Hi,
welcome.
Quote:
First two points are fairly achieved as soon as I integrated Hibernate Search with my project. I am anticipating a problem with 3rd point. We were planning to use shared index file on NAS file system. After some reading I have found that for clustered environment we can run into index file locking issue for synchronous updates and to avoid it we can use:
That's right, I'd strongly advise to avoid NAS or any other networked filesystem approaches.
Quote:
1. JMS (Master/Slave)
2. JGroups (Master/Slave)
3. Database to store indexes.
Beware some confusion, JMS/JGroups are alternatives for the Master/Slave connection, but with both alternatives you have to share the indexes across nodes in some way. So any of these combinations works
For the Master/Slave:
1. JMS
2. JGroups
3. Something custom
For the index Storage:
a. Using the provided Directory Providers which create copies over network (the rsync like approach found in FSMasterDirectoryProvider and FSSlaveDirectoryProvider(
b. Using the Infinispan Directory provider (read more
here.)
c. Others (create your own copy-over index strategy - rsync is known to work well with Lucene)
You'll need either 1+a, or 1+b, or 2+a or 2+b, or roll your own solution: all involved services have hooks to plug in custom implementations.
Quote:
However, we are not sure if our production environment will have WebSphere or Jboss.
I don't think using Websphere or JBoss should prevent you to choose any option, they should work fine both on each one; I've no experience with WebSphere & Search but I'd expect both JGroups and JMS to work fine on it - if not I'd love to hear more about it, suggestions and patches are always welcome: we want to support all application servers, it's just hard to test all of them without help.
Quote:
Also I think db index storage will make the search pretty slow.

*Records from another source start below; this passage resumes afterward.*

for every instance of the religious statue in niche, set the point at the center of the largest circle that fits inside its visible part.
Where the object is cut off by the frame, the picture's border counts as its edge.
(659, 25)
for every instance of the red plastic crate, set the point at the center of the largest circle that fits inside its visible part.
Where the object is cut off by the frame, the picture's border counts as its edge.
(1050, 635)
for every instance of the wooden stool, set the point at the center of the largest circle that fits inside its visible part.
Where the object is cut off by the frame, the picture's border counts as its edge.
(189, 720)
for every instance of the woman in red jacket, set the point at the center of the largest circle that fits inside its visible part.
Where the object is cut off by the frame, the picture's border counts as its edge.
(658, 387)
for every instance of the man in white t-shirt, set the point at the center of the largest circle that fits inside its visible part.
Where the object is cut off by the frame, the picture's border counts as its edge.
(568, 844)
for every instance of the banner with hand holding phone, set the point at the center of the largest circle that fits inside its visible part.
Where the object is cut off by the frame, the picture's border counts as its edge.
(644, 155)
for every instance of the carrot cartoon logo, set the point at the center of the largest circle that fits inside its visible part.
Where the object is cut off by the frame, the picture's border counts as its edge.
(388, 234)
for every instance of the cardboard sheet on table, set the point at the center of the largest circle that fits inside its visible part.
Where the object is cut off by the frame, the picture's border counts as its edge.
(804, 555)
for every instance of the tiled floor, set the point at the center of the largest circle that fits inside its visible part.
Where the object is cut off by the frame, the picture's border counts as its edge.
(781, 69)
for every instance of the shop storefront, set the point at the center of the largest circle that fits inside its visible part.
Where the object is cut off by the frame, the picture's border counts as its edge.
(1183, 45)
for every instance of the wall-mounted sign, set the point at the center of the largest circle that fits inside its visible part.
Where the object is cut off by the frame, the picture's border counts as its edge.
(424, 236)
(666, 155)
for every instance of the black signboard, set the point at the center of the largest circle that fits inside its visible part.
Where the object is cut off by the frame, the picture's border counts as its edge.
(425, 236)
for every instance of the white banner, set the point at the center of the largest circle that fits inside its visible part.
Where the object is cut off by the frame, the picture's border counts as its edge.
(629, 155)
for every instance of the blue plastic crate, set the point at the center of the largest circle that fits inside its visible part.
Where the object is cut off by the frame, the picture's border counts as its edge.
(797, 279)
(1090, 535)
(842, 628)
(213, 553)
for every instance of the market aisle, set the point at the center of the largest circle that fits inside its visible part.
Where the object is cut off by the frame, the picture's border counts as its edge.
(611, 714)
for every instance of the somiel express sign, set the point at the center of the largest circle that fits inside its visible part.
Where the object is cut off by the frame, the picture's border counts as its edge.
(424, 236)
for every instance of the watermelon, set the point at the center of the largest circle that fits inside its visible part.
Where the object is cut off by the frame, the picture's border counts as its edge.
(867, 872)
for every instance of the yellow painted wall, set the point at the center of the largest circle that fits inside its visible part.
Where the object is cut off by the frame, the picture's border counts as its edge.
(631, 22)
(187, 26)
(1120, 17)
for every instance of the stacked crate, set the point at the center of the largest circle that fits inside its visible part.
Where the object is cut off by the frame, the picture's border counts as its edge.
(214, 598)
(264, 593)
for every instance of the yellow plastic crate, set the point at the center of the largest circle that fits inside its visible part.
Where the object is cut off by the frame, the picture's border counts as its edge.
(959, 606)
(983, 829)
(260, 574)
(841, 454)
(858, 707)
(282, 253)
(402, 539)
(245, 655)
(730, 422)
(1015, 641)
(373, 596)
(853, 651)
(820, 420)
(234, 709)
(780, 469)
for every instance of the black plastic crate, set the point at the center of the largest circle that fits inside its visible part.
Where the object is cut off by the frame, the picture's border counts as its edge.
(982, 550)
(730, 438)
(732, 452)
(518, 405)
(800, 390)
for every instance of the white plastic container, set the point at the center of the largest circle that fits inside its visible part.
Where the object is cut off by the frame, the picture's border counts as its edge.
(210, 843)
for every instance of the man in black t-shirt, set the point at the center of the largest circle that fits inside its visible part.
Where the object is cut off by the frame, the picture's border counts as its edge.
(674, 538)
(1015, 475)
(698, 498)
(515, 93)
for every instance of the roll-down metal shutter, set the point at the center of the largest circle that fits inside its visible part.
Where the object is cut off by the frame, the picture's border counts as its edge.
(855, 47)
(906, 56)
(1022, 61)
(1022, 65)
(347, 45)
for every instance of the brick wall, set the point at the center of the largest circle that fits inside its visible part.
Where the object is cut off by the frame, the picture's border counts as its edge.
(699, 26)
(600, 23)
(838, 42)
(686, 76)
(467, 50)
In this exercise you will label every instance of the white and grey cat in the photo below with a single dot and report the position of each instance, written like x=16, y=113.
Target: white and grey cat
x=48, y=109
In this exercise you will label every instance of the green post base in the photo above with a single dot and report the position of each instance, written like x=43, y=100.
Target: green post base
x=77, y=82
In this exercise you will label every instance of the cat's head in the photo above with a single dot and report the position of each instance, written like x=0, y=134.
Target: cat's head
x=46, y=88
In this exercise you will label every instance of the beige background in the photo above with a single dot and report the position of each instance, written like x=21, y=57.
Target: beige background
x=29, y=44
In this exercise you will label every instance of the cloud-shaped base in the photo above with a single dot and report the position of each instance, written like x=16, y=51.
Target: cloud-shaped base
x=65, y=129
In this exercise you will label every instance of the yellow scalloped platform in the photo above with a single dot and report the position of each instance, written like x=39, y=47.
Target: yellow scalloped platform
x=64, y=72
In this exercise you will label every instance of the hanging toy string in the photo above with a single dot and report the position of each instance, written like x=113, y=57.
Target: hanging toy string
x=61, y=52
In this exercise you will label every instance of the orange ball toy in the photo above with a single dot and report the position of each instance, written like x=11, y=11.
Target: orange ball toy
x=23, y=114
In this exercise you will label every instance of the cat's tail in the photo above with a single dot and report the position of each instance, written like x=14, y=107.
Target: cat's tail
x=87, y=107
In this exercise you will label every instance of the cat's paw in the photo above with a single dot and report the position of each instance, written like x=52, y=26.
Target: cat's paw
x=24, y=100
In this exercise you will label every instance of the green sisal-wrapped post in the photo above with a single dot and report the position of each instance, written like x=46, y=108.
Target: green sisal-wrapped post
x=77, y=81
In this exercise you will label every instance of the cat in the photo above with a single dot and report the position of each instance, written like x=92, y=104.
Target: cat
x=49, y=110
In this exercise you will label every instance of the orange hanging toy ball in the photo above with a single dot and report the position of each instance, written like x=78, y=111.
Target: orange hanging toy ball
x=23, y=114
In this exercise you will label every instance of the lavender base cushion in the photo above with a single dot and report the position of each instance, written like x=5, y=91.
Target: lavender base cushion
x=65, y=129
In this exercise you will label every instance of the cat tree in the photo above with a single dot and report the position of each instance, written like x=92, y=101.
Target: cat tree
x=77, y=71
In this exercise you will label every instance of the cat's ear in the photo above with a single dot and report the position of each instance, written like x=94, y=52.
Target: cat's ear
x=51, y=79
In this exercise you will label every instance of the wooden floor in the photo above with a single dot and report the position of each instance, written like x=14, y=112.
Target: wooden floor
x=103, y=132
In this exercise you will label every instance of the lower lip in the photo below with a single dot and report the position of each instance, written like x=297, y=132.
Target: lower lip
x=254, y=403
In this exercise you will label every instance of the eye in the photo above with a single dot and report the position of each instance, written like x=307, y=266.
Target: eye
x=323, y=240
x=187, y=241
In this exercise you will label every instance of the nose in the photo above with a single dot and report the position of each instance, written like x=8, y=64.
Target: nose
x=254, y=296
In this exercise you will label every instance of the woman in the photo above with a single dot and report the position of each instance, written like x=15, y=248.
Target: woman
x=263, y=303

Agreed; in fact we don't support this option unless you enable the Infinispan Directory and configure it to write through to a database, that's fine as it will aggressively cache as much as possible, and even be able to write async while exposing changes real time to other nodes. I guess this is the best solution for you requirements.
Quote:
The first 2 options also make the search index update to be asynchronous which is not desired.
While usually people use JMS in an async way as some milliseconds delay is acceptable, you're not forced to do that and it should work fine in sync too, just slower.
Quote:
I think the wait time goes to 60 minutes.
No the periodicity of updating the indexes via the FSMasterDirectoryProvider (and slave) can be configured to much lower timings. Still making real time guarantees is not possible, as index files copying via network file systems is involved: depending on your environment a couple of minutes should be allowed.
Quote:
1. Is there any way other than Master/Slave configuration to get away with index file locking?
No, that's an intrinsic limitation of Lucene: only one node can write to the index at the same time. (and one of it's strong points too as it's one of the reasons of the great search performance: it's a design tradeoff)
Quote:
2. Does master/slave configuration become a pain in long run?
As far as I know, it's not a pain in the long run as many users and customers are happy with it. I admit it's a pain to setup initially, and requires some time to test all the aspects involved. I hope to make it easier in future with a stronger integration of JGroups & Infinispan, your feedback about these matters is very welcome.